Bryonn Bain is an American poet, actor, prison activist, scholar, author, hip hop artist and professor of African American Studies and World Arts & Cultures in the School of the Arts and the School of Law at the University of California at Los Angeles (UCLA).[1]
His one-man show, Lyrics From Lockdown, won "Best Solo Performance" from the LA Weekly[2] and NAACP.[3] Executive-produced by Harry Belafonte,[4] the show tells stories of wrongful incarceration through spoken-word poetry, hip-hop theater, calypso, comedy and classical music. Bain founded the Prison Education Program at UCLA in 2015. In 2019, the program and his performances at the Kennedy Center for the Performing Arts were featured on the debut episode of LA Stories, which won an Emmy Award.[5] Bain hosted My Two Cents, a current affairs talk show on BET, for five consecutive seasons,[6] and starred in Pig Hunt, the last film directed by Academy Award-winner James Isaac.[7] A Tony nominated theater maker, Bain was a producer of the Broadway revival of Ntozake Shange's classic For Colored Girls Who Have Considered Suicide / When the Rainbow is Enuf.[8]

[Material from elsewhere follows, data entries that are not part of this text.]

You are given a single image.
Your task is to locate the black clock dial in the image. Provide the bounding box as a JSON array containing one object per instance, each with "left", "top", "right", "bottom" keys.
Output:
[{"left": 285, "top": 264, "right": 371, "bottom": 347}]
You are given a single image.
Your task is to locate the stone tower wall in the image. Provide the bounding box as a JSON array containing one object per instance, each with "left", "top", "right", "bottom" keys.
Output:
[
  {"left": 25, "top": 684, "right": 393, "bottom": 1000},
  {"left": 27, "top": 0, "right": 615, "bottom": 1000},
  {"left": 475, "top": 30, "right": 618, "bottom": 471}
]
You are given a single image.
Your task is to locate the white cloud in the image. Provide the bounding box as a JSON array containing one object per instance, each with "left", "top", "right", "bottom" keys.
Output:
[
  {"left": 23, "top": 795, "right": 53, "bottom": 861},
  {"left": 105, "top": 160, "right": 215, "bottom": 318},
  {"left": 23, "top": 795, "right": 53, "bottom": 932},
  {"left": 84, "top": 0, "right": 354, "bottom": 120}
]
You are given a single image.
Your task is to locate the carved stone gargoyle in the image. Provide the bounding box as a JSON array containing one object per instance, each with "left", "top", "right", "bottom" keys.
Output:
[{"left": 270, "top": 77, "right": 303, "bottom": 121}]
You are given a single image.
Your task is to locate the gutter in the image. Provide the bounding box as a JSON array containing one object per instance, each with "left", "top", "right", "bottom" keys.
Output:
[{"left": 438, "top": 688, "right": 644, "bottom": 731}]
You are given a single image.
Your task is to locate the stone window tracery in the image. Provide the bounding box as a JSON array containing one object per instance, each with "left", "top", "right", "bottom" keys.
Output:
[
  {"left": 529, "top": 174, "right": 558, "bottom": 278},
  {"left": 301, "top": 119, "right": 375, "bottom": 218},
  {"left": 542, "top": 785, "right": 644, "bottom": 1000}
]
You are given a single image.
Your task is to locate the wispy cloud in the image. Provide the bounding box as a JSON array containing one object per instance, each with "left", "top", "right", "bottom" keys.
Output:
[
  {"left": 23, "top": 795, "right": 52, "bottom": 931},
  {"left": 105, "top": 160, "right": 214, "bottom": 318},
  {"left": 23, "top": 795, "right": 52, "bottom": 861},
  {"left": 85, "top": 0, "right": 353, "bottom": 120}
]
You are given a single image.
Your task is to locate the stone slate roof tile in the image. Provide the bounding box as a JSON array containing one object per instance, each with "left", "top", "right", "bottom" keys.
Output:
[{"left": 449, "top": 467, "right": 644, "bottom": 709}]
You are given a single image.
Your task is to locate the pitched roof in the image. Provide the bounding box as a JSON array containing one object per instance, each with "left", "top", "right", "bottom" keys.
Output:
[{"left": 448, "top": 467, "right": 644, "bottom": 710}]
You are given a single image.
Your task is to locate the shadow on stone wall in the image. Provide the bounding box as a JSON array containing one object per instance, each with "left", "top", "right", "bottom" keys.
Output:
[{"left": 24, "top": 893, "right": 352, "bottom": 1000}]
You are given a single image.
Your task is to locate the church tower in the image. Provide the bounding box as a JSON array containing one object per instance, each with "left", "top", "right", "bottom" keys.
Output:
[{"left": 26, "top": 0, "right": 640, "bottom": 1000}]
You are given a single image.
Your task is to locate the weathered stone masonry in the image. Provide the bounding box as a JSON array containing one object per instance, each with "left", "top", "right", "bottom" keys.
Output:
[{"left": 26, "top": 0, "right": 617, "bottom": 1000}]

Born in New York City to parents who immigrated to Brooklyn from Trinidad, Bain is the eldest of five children. His West Indian father was a calypso singer and then a soldier, and his mother of South Asian descent, served as a registered ICU nurse for over 40 years. Bain attended Columbia University at the age of 16 and studied Political Science with a concentration in Black Studies. He went on to earn a master's degree in Urban Politics, Cultural Studies and Performance from the Gallatin School at New York University. He also earned a Juris Doctor from Harvard Law School.
Bain was the Boston Grand Slam Champion in 1999, and in 2000, he was the Nuyorican Grand Slam Poetry Champion. Bain ranked #1 in the nation and placed second in the world during the 2000 International Poetry Slam.[9]
Bain founded the Blackout Arts Collective in 1997. He organized artists, activists and educators of color to create a space to organize justice movement campaigns, produce social impact-focused art, and facilitate political education workshops in public schools and prisons around the country. At its peak, BAC had chapters in 10 cities around the country.[10] [11]
Bain has developed and taught courses linking prisons with Columbia University, New York University, The New School, Long Island University, University of California at Los Angeles and internationally at Oxford and Cambridge, in the UK and Muteesa I Royal University in Uganda.[12] [13]
His work has reached prisons in 25 states in the United States including Rikers Island, Sing Sing, Wallkill, DC Jail, Metropolitan Detention Center, Boys Town Detention Center, California Institution for Women,[14] Custody to Community Transitional Reentry Program, Barry J Nidorf Juvenile Hall, Central Juvenile Hall and Folsom. Bain founded the Prison Education Program at UCLA in 2015.[15] In 2019, the program and his performances at the Kennedy Center were featured on the debut episode of LA Stories, which won an Emmy Award.[16] [17]
Bain's work has been featured at the Apollo Theater, Carnegie Hall, Lincoln Center, The Public Theater, The National Black Theatre, Rikers Island (New York), New Jersey Performing Arts Center (Newark), The Actor’s Gang Theater (Culver City), Los Angeles Theater Center (Los Angeles), Festival de Liege (Belgium), M-1 Theater Festival (Singapore), Universidad de las Americas (Mexico) and Muteesa Royal University (Uganda), Marion Prison (Ohio), TEDX at Ironwood State Prison and Sing Sing Prison.[18]